Grant number: 18/07018-6
Support type:Scholarships abroad - Research Internship - Doctorate (Direct)
Effective date (Start): August 01, 2018
Effective date (End): December 31, 2018
Field of knowledge:Health Sciences - Nutrition
Principal Investigator:Fernando Moreira Simabuco
Grantee:Mariana Rosolen Tavares
Supervisor abroad: Carol Fuzeti Elias
Home Institution: Faculdade de Ciências Aplicadas (FCA). Universidade Estadual de Campinas (UNICAMP). Limeira , SP, Brazil
Local de pesquisa : University of Michigan, United States  
Associated to the scholarship:15/24475-3 - Modulation of expression of S6Ks in the central nervous system and its effects in obesity, BP.DD

Abstract

Obesity has been considered a worldwide epidemic. WHO data are categorical in assert that obesity is responsible for a number of pathologies development, including type II diabetes, cardiovascular disease, stroke, dyslipidemia, osteoarthritis and some cancers. Therefore, there is a great demand for a better understanding of biochemical and metabolic processes related to obesity. The mTOR protein pathway has been associated to the control of energy balance acting as a sensor of available nutrients and as a signal for the energy expenditure or energy storage.

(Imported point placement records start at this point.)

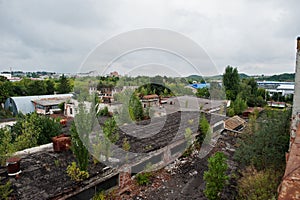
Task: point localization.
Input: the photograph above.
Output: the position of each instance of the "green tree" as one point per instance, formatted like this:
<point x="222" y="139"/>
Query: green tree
<point x="136" y="109"/>
<point x="64" y="85"/>
<point x="110" y="136"/>
<point x="78" y="148"/>
<point x="204" y="127"/>
<point x="84" y="123"/>
<point x="203" y="92"/>
<point x="231" y="82"/>
<point x="44" y="128"/>
<point x="6" y="146"/>
<point x="50" y="86"/>
<point x="5" y="89"/>
<point x="239" y="105"/>
<point x="36" y="87"/>
<point x="265" y="145"/>
<point x="258" y="185"/>
<point x="215" y="178"/>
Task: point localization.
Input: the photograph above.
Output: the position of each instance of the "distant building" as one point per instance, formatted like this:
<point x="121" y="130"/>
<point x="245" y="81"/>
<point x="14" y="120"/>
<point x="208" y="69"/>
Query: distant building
<point x="114" y="74"/>
<point x="283" y="88"/>
<point x="44" y="104"/>
<point x="196" y="86"/>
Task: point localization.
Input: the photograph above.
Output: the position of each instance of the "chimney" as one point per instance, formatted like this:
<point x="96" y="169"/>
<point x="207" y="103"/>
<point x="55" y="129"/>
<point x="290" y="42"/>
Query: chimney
<point x="296" y="100"/>
<point x="298" y="43"/>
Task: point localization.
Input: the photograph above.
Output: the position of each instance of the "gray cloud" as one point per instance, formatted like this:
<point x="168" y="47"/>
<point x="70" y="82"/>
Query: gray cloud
<point x="258" y="37"/>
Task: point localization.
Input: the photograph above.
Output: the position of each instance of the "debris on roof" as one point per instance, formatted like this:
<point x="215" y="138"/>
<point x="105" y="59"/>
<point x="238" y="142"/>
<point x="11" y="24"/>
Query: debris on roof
<point x="235" y="123"/>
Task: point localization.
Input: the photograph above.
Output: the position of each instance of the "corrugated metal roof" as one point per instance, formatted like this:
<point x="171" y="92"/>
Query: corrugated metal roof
<point x="200" y="85"/>
<point x="24" y="104"/>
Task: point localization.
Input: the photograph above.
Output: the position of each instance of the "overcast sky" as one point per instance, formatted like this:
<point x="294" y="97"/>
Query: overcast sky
<point x="257" y="37"/>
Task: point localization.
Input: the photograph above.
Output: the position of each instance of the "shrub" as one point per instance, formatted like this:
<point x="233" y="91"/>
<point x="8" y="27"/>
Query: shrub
<point x="75" y="173"/>
<point x="6" y="146"/>
<point x="5" y="190"/>
<point x="204" y="127"/>
<point x="103" y="112"/>
<point x="258" y="185"/>
<point x="143" y="178"/>
<point x="100" y="196"/>
<point x="215" y="177"/>
<point x="265" y="141"/>
<point x="78" y="148"/>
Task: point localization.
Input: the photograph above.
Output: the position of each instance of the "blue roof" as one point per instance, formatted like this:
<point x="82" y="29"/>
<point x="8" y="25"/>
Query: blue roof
<point x="200" y="85"/>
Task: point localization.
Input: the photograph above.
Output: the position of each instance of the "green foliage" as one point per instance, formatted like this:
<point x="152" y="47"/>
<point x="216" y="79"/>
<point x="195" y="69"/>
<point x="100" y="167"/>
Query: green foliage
<point x="5" y="88"/>
<point x="110" y="136"/>
<point x="188" y="136"/>
<point x="81" y="129"/>
<point x="239" y="105"/>
<point x="100" y="196"/>
<point x="204" y="128"/>
<point x="143" y="178"/>
<point x="264" y="143"/>
<point x="136" y="110"/>
<point x="78" y="148"/>
<point x="203" y="93"/>
<point x="103" y="112"/>
<point x="38" y="128"/>
<point x="61" y="106"/>
<point x="76" y="174"/>
<point x="280" y="77"/>
<point x="258" y="185"/>
<point x="126" y="145"/>
<point x="6" y="146"/>
<point x="231" y="82"/>
<point x="64" y="85"/>
<point x="215" y="177"/>
<point x="5" y="190"/>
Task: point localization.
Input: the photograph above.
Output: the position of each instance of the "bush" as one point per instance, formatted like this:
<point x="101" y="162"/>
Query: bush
<point x="5" y="190"/>
<point x="265" y="141"/>
<point x="39" y="128"/>
<point x="258" y="185"/>
<point x="6" y="146"/>
<point x="143" y="178"/>
<point x="103" y="112"/>
<point x="100" y="196"/>
<point x="204" y="127"/>
<point x="215" y="177"/>
<point x="78" y="148"/>
<point x="75" y="173"/>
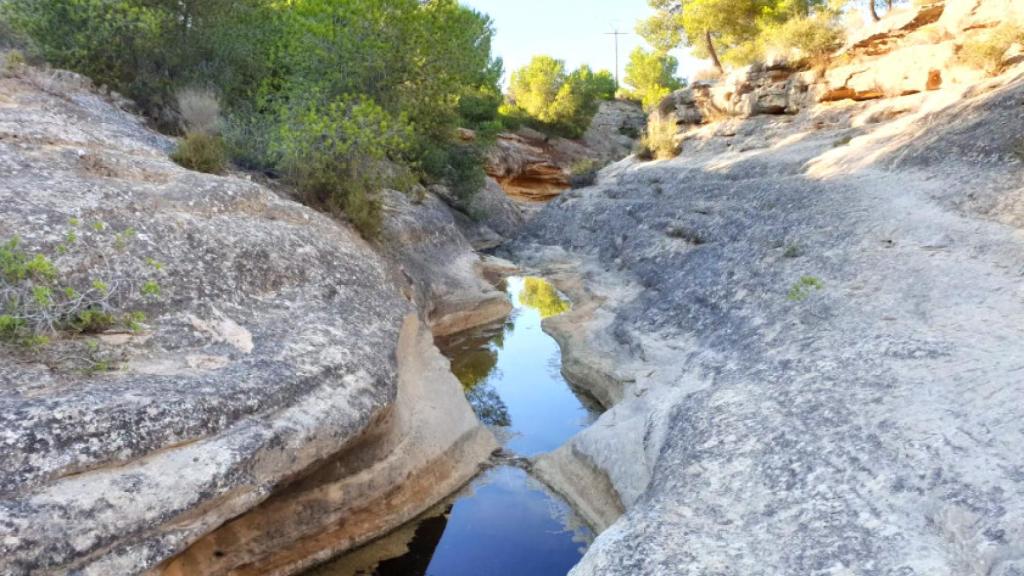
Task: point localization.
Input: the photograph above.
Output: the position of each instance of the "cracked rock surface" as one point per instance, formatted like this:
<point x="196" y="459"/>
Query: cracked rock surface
<point x="274" y="343"/>
<point x="816" y="348"/>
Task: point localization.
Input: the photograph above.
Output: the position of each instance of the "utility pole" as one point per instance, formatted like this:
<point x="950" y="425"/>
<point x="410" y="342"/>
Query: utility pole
<point x="616" y="34"/>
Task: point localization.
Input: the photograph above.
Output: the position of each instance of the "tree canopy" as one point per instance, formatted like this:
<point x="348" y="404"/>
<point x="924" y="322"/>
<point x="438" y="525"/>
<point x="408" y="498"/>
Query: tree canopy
<point x="293" y="75"/>
<point x="652" y="76"/>
<point x="564" y="103"/>
<point x="725" y="31"/>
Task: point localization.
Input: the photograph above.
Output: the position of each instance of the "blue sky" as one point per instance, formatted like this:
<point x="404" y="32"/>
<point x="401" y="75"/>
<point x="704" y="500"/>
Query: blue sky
<point x="568" y="30"/>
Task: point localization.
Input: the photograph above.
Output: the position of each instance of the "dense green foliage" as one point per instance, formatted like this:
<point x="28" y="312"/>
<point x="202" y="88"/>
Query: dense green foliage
<point x="652" y="76"/>
<point x="291" y="75"/>
<point x="658" y="140"/>
<point x="542" y="296"/>
<point x="988" y="51"/>
<point x="737" y="32"/>
<point x="202" y="152"/>
<point x="548" y="97"/>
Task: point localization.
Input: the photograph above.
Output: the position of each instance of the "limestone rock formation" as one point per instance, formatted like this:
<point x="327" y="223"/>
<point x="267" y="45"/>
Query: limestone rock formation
<point x="443" y="272"/>
<point x="909" y="51"/>
<point x="529" y="165"/>
<point x="614" y="129"/>
<point x="808" y="329"/>
<point x="279" y="341"/>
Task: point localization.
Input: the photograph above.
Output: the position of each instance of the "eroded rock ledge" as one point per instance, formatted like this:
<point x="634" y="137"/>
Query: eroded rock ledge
<point x="281" y="339"/>
<point x="867" y="425"/>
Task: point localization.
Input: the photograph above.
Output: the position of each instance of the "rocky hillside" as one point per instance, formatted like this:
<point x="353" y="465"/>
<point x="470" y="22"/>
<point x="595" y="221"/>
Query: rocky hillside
<point x="807" y="328"/>
<point x="532" y="166"/>
<point x="281" y="357"/>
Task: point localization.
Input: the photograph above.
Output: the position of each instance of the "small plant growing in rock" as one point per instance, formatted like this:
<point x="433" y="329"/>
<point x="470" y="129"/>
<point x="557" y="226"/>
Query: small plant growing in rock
<point x="988" y="51"/>
<point x="85" y="286"/>
<point x="804" y="287"/>
<point x="202" y="149"/>
<point x="659" y="139"/>
<point x="1019" y="150"/>
<point x="840" y="142"/>
<point x="685" y="234"/>
<point x="584" y="172"/>
<point x="13" y="63"/>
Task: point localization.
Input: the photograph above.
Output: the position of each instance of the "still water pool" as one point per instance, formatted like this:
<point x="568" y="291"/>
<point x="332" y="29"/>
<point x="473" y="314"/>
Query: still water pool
<point x="504" y="523"/>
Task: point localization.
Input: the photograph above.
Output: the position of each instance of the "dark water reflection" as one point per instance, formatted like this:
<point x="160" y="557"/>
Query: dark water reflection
<point x="505" y="523"/>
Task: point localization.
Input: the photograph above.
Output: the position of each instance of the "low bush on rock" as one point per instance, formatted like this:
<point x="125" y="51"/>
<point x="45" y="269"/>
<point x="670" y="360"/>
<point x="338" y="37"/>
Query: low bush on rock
<point x="202" y="152"/>
<point x="89" y="284"/>
<point x="658" y="140"/>
<point x="988" y="51"/>
<point x="803" y="288"/>
<point x="202" y="149"/>
<point x="428" y="66"/>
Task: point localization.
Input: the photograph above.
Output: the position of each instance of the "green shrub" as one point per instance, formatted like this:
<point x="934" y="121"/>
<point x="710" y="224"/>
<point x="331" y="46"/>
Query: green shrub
<point x="987" y="51"/>
<point x="202" y="152"/>
<point x="802" y="289"/>
<point x="338" y="156"/>
<point x="12" y="63"/>
<point x="658" y="139"/>
<point x="42" y="293"/>
<point x="549" y="99"/>
<point x="812" y="37"/>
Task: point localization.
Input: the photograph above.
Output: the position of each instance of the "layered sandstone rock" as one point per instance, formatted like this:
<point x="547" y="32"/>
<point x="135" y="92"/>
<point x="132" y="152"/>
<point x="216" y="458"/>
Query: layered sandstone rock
<point x="808" y="330"/>
<point x="280" y="345"/>
<point x="911" y="50"/>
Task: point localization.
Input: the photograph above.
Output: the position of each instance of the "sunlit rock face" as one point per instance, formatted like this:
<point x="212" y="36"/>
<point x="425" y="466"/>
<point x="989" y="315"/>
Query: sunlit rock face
<point x="912" y="50"/>
<point x="867" y="425"/>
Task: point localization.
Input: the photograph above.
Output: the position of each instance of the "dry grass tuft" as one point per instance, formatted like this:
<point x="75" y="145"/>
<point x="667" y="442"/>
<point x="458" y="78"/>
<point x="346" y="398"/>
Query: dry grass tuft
<point x="200" y="111"/>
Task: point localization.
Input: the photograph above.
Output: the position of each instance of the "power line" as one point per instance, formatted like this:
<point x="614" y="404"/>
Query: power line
<point x="616" y="34"/>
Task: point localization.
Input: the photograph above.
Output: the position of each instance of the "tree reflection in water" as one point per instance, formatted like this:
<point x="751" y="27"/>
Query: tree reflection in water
<point x="474" y="354"/>
<point x="542" y="296"/>
<point x="474" y="357"/>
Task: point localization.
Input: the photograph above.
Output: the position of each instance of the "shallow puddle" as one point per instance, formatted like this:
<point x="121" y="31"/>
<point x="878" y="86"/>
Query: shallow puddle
<point x="504" y="523"/>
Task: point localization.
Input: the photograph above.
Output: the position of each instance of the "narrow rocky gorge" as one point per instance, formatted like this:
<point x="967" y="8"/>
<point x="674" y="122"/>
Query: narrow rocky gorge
<point x="804" y="332"/>
<point x="807" y="330"/>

The present research project aims to study the different S6Ks proteins, known as effectors of the mTOR directed response, in the central nervous system (CNS) and their consequences for the energetic homeostasis. The project's proposal is to use a Cre-dependent adeno-associated viral (AAV) system to overexpress the S6Ks isoforms (p70-S6K1 and p54-S6K2) in adult male POMC-Cre mice, available at the University of Michigan, under the supervision Dr. Carol Elias. The S6Ks overexpression will be directed to specific neurons that express POMC neuropeptides in the hypothalamus, allowing the specific analysis of their effects. Regarding problems involving obesity, its associated diseases and the mTOR/S6Ks pathway's role in metabolism control, it is expected that the development of the present research project may bring forward greater understanding of the biochemical and metabolic processes behind these conditions, in addition to the possibility of developing of more effective and safer treatments.